Und da trat plötzlich ein höhnisches Lächeln in das Gesicht der Duc, sie hob eine ihrer perfekten Augenbrauen, ich sah, wie Alec sich anspannte.
»Na wen haben wir denn da?«, zischte sie gefährlich leise, rührte sich allerdings immer noch nicht.
Ich blinzelte heftig, ertrug ihre Stimme nicht, ertrug diesen selbstgefälligen Blick nicht.
»Wir können das vollkommen ohne Gewalt regeln«, knurrte Alec, ich traute mich nicht, mich zu bewegen, die Silberwaffen waren mir nur allzu Bewusst, auch wenn sie für den Moment nur auf Alec gerichtet waren.
Die Frau in Schwarz lachte freudlos auf, ihre Hände ruhten vollkommen ruhig vor ihrem Körper.
»Ach ja? Und wie stellst du dir das vor, kleiner Ven?«
Alecs Kiefer zuckte, er hasste, wie sie mit ihm redete, trotzdem blieb seine Hand vollkommen ruhig.
Dass er kein kleiner Ven war, sah sie sehr wohl, dass er ebenso gut in der Lage wäre, sie zu töten, wie sie ihn, wusste die Frau in Schwarz ebenfalls, doch sie ließ es sich nicht anmerken, tat so, als wäre Alec bloß ein kleiner, verstimmter Junge, den man mit ein wenig Schokolade wieder beruhigen konnte.
Alecs Kiefer spannte sich an, seine Augen zuckten zu mir und aus irgendeinem Grund schien das die Frau zu amüsieren, ein süffisantes Lächeln trat in ihr Gesicht.
Alec ließ sich nicht einschüchtern.
Das war die Ausbildung der Ven, dachte ich.
Eiskalt sein. Gnadenlos. Vollkommen ruhig.
Und zum ersten Mal bekam ich wirklich mit, wie Alec seine Emotionen verbarg.
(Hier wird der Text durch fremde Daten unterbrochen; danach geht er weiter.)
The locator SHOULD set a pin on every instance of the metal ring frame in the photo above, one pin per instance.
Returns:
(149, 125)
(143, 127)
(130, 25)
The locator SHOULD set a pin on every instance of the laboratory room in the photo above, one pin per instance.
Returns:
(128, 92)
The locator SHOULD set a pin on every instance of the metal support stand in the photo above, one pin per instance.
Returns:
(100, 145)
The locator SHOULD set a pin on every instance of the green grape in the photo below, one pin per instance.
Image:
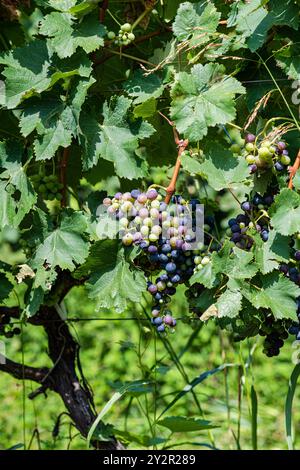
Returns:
(126, 27)
(42, 188)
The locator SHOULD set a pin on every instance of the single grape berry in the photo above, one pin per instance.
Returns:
(250, 138)
(246, 206)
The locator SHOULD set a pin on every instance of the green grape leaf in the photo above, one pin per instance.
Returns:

Zumindest vor der Frau in Schwarz.
Mir war nur allzu klar, wie es in seinem Inneren aussehen musste.
Er packte den Bogen noch fester.
»Überlasst sie mir. Lasst sie gehen und wir verschwinden von hier. Wir verschwinden aus Nebraska, aus eurem Territorium.«
Vollkommen ungläubig sahen die Ven ihn an, Ed blinzelte so unendlich verwirrt, hatte absolut keine Ahnung, was hier los war.
Die Frau in Schwarz allerdings lachte einfach wieder freudlos auf, ihre Augenbrauen hoben sich weiter und weiter, sie musterte Alec von oben bis unten, leckte sich nachdenklich über die geschwungenen Lippen, als wäre er ihre nächste Beute.
»Und warum sollten wir sie einfach so gehen lassen, mein Liebling? Was interessiert dich schon irgendein Wolf. Einer mehr, einer weniger, vollkommen unwichtig.«
Mein Liebling.
Ihre Worte hallten in meinem Kopf wieder, das Silber brannte sich in meine Haut, bei jedem weiteren Wort wurde mir Übel.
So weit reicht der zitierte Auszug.